Understanding IDC portal cohort plots

Ok, I have a partial understanding. What you have called ‘filter for records’ would be a query to count cases in an original data category (SOPClassUID in this case). It can be adjusted for different filters by changing the ‘WHERE Clause’. Now ‘filter for counts’ would be a query to count cases in derived:segmentation categories (but replace SOPClassUID with a derived:segmentation category). The only difference between this and ‘filter for records’ (besides the category) is the ‘has_segmentation=true’ clause. I think for counts in derived:quantitative you have ‘has_quantitative=true’ instead? Now ‘has_segmentation=true’ is only going to matter when ‘AnatomicRegionSequence is NULL’ is in the filter. If AnatomicRegionSequence has any other filter value then ‘has_segmentation=true’ is redundant.

Actually I I can take a stab at explaining it … with set theory and Venn diagrams. It can be understandable but as is the numbers are not going to be intuitive to anyone who has not spend a few minutes with the documentation.

Example w Discussion:

Here we filter for Atomic Region=Pharyngeal tonsil (adenoid)). From the UI there should only be 25 cases selected.


Here we examine the Modality Counts for the filter ‘Atomic Region=Pharyngeal tonsil (adenoid))’ (see RHS). Each case can have multiple modalities, so we do not expect the sum of all counts to be equal to 25, but the maximum number of counts in any one attribute to be less or equal to 25. This is confirmed.

Here we filter for ‘Atomic Region = None’. The UI is showing that there are only 10 cases with ‘Atomic Region = None’. However, within the Anatomic Region category the UI is only counting cases which have segmentation data but do not have an Anatomic Region within the segmentation data as None. There are hundreds of other cases that do not have any segmentation data.

Here is Modality with the filter ‘Anatomic Region=None’. How is it that many of the case counts are much greater than 10, the total number of cases we show for the ‘Anatomic Region=None’ bucket? Well in counting cases for Modality we now include all the cases that do not have any segmentation data, and by default their ‘Anatomic Region’ is None.

Thank you George, this is precisely what’s happening.

Again–it doesn’t have to work this way, this is just the logical outcome of wanting to associate derived data with the studies/cases they’re linked to. Because we’re working at an instance level with our data, where the derived and original records of a given study or case aren’t unified in one another’s attribute values (because why would they be–they’re different records, after all), we get some weird numbers and lists when we want to count on something other than instance records.

This is is why Ulrika and Justin asked us what we planned to do; it’s a thorny problem with no obvious answer, beyond ‘decide and document’.

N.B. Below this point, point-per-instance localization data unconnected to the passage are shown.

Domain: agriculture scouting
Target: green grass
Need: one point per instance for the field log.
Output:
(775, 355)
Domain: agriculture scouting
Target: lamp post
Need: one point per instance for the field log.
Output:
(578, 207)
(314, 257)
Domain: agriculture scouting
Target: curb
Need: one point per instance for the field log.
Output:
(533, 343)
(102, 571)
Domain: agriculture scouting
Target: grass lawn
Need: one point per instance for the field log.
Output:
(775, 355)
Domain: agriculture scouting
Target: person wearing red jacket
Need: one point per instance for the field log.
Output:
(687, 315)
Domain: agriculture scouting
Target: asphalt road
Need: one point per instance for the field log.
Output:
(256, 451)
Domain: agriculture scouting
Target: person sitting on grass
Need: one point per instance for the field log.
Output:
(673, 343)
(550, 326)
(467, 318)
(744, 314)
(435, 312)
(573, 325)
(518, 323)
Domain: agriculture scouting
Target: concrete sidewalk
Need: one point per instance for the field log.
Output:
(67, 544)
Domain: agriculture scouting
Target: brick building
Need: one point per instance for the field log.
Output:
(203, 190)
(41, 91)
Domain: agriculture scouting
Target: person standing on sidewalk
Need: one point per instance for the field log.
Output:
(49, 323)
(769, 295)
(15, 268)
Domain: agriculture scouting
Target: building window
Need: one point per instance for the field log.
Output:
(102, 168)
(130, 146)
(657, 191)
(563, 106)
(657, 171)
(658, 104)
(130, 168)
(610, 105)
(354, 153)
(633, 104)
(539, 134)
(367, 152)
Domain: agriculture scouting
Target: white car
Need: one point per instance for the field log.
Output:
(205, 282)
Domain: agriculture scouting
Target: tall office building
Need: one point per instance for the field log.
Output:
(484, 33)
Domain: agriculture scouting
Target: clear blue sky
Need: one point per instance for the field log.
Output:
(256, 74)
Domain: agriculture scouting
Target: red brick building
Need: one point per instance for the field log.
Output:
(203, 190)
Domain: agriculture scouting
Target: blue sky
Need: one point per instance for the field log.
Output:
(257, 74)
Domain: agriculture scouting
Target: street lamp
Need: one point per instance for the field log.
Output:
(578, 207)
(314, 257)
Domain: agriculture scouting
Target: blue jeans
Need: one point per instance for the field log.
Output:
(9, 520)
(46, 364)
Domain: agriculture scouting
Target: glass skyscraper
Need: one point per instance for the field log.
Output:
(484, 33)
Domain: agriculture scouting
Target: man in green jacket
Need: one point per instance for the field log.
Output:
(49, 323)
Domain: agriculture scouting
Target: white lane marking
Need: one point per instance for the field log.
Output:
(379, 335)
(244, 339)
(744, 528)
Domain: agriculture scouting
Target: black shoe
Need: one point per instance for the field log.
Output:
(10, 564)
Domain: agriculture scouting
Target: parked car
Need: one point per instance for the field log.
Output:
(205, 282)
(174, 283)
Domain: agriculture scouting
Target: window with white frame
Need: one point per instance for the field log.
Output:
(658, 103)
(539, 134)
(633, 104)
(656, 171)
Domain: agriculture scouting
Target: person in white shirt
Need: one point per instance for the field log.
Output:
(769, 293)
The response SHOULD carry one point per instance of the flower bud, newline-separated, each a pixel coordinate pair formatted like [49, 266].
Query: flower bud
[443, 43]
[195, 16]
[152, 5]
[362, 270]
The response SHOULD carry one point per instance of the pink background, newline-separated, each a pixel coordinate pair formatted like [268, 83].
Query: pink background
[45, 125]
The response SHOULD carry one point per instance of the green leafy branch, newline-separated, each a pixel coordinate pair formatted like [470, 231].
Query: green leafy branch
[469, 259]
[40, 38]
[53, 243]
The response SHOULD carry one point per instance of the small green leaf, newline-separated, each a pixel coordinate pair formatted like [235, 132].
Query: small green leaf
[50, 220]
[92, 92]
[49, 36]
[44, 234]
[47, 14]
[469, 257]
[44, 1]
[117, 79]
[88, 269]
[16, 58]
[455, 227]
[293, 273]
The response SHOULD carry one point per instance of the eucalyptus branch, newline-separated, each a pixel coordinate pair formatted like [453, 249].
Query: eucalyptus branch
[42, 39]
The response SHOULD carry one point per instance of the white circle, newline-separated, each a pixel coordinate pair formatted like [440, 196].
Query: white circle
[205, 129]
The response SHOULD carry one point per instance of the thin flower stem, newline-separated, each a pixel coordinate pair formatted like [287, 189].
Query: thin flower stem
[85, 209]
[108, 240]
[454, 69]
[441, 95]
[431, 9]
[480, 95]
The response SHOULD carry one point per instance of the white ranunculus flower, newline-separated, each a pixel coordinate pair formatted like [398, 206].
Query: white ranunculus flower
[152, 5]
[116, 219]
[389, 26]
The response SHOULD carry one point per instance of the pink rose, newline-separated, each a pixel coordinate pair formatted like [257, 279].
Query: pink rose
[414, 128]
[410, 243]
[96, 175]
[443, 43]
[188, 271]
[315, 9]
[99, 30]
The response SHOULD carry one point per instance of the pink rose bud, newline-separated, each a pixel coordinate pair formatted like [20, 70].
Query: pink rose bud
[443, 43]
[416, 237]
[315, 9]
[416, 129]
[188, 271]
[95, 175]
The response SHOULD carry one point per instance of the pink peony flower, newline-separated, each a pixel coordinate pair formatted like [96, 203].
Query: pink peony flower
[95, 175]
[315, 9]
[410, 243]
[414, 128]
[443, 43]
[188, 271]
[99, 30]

Well, not quite - in fact we include all of the cases that have any instance with ‘Anatomic Region’ set to None. And every single case will have such instance, since every single study that has a Segmentation instance will have non-Segmentation instances.

So if the user selects ‘None’ for Derived filters, it has no effect on the definition of the cohort. I do not know how this can be helpful. We can discuss how this behavior can be improved, but until then maybe it’s better to just remove “None” as an option from the filters.

Following the discussion today with @spaquett, @george.white and @wlongabaugh, we all agreed to disable “None” filter selection for the derived data, since its current behavior is most likely not what any user would expect.